Kapitel 5

Quand Jian Changnian est rentrée à son dortoir après les cours, ses colocataires étaient déjà habillées et prêtes à sortir. Voyant qu'elle n'avait aucune intention de faire ses valises et de quitter l'école, l'une des filles au visage rond a levé les yeux au ciel et s'est approchée.

« Jian Changnian, tu ne rentres pas chez toi cette semaine ? »

Jian Changnian sortit sa seule raquette de badminton du placard, essuyant délicatement la poussière avec une serviette propre sans lever les yeux.

«Je serai de retour demain.»

« Pourquoi tu ne viens pas avec nous ? On tue le temps, de toute façon. J'ai invité quelques beaux garçons d'un autre lycée à aller au karaoké. Qui sait, peut-être qu'on finira par... »

Les yeux de la jeune fille pétillaient, affichant une attitude à la fois affectée, mature et séduisante, tandis qu'elle lui donnait un petit coup d'épaule.

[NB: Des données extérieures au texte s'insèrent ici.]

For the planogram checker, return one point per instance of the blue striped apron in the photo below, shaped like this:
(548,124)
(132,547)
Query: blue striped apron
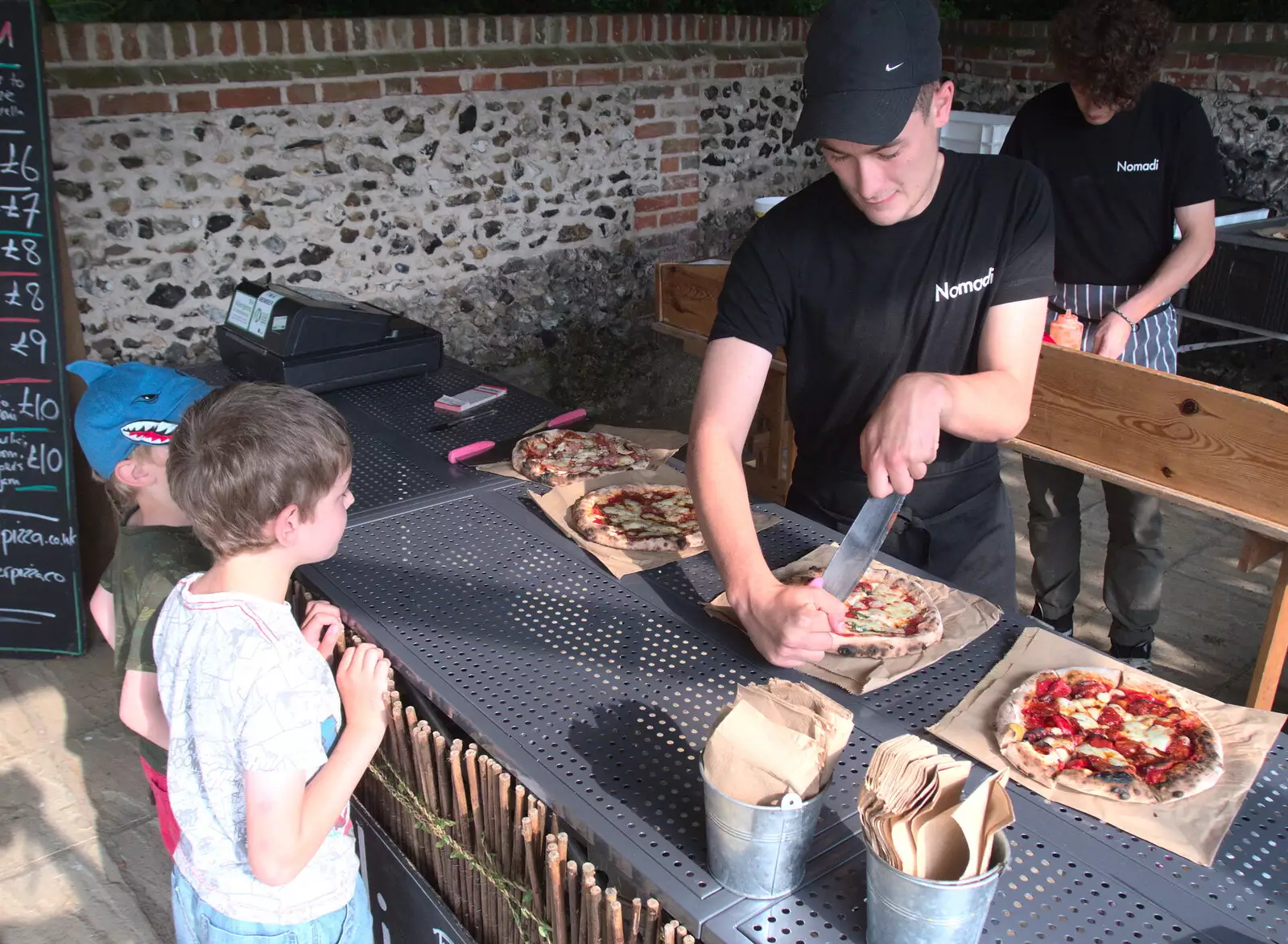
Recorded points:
(1152,343)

Comme elle était la seule fille de toute la filière réparation automobile, elle devait partager un dortoir avec des étudiants d'autres filières.

Jian Changnian la connaissait

; c’était la plus jolie fille de la promotion d’infirmières. Parfois, lorsqu’elle travaillait à l’atelier, elle la voyait souvent main dans la main avec différents garçons et se promener dans la cour de récréation, l’air très proche d’eux.

Les beaux garçons des autres écoles dont elle parlait n'étaient rien de plus que des oisifs aux cheveux aux couleurs vives.

Chacun vit comme il l'entend. Elle n'a rien contre ces gens-là, mais elle ne souhaite pas non plus être leur amie.

« J'ai quelque chose à faire aujourd'hui, allez-y. »

En repensant à la tâche que son « grand frère » lui avait confiée lors de son rendez-vous la semaine dernière – trouver quelques autres jeunes filles avec qui passer du temps – elle réalisa que c’était lui qui lui avait attribué cette mission.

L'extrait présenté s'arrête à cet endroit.